Last night, after spending a good part of the day blustering and worrying about work, I plopped down on the couch with my college magazine. First thing, I flipped to the back to the class notes and happened to open it to the In Memoriam page. There, I learned that someone from my class, someone that I knew, someone that I actually lived with had died.
"No!" I just about shouted. "Not Karen!" If I shouted, maybe it wouldn't be true.
It's not that Karen and I were good friends. Sophomore year we lived in an apartment with four other women -- six in total. Two of my closest friends in the world, one other very very good friend, me, Karen, and her roommate, who was a good friend to one of my best friends. From the get go, Karen and her roommate didn't get along with everyone else.
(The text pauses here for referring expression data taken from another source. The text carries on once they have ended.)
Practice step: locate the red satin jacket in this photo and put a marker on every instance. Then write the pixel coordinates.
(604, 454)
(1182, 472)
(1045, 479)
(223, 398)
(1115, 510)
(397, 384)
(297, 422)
And second semester we all did best in pairs rather than groups. I remember the one real conversation I had with Karen and one of my best friends. Karen was disturbed by the number of cookies she could eat at a sitting. The number seemed normal to me and my friend. I think we weren't kind.
All this to say, my connection to Karen was attenuated. I thought she was nice; I thought we'd get along better if we weren't in the same apartment (I was a slob, after all, and she was not); I thought she had beautiful, luminous skin. Over the years when I saw her name in the class notes, I was glad to read that she was doing work I knew she'd wanted to do. I hoped she was happy. I wondered at that year we lived together in that apartment. And now she's dead. After a quick google search I learned she died "unexpectedly at age 39."
This happens. I know this happens. I could list several people I know or know about who died too early and completely unexpectedly. When she was home one afternoon. When she got off the treadmill. After she dropped off her daughter at school. It happens. It's terrible.
And it's sobering. Painful and sad and sobering. Life is not kind; Karen is the second woman from that apartment to die. The other, one of my closest friends, died nearly 16 years ago. If you're exceptionally lucky in life, you get to worry about space rocks and work projects and where your kids will go to kindergarten. Maybe if you worry like me, you send up some prayers that Karen and her family know some peace, and then pray (selfishly) that the unexpected doesn't get any closer anytime soon.